Doctors left stunned as grandmother, 94, with 'lobster claw' feet and hands reveals she has lived her whole life unassisted and even KNITS for her family

October 11, 2018  16:12

A grandmother born with 'lobster claw' feet and hand deformities has surprised doctors by leading a normal life.

The 94-year-old, from East Sussex, went to hospital because she had confusion caused by a urinary tract infection.

While she was there, medics spotted her deformities and decided to examine her hands and feet.

The unnamed woman told doctors she had siblings, a son and three grandchildren who weren't affected by the condition.

Other than her deformities, she was otherwise healthy, had managed her whole life without assistance, raised a son and regularly knitted for her family.

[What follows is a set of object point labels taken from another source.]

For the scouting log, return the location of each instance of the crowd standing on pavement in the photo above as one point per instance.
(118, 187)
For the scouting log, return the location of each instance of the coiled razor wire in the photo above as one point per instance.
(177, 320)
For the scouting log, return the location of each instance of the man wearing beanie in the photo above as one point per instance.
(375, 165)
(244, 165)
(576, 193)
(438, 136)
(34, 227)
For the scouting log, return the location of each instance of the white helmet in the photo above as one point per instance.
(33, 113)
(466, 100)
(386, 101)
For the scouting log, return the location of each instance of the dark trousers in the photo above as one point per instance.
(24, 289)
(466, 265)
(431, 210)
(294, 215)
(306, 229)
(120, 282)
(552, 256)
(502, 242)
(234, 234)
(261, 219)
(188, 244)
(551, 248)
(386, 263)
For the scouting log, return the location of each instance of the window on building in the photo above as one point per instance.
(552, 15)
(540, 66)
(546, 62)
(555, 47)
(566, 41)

The unnamed woman was diagnosed with a condition called ectrodactyly, also known as split hand/split foot malformation (SHFM).


The rare condition affects only around one in 18,000 people and is caused by a genetic defect which can be inherited or happen randomly in the womb.

Doctors discovered the woman had no thumbs and had just two fingers on each hand, an article in the journal BMJ Case Reports revealed.

The remaining fingers on her left hand were 'largely intact' and the woman was somehow still able to knit.

Her feet were both missing and the middle two toes and the two smaller toes were joined together which, the study authors said, gave them 'a classical "lobster claw" deformity'.

X-rays revealed she had grown most finger bones in the right place but they were either shortened or at an abnormal angle.

Her feet, however, appeared to be completely missing the bones of the middle two toes and were the same on both sides.

Doctors could find no signs of an illness or syndrome which had caused the woman's condition and decided it was just a random genetic error before she was born.

They wrote: 'She had carried out a normal life despite being significantly affected with deformed hands and feet, raised a child without any support and had a regular hobby of knitting.'

Reconstructive surgery or prosthetics could be used to treat someone with SHFM but the woman had coped so well for nearly a century she didn't need therapy.


Split hand/split foot malformation can either be inherited from a parent or occur as a result of a spontaneous gene mutation before a baby is born.

People with the condition do not tend to have a shorter life expectancy if it isn't part of a syndrome which could shorten life.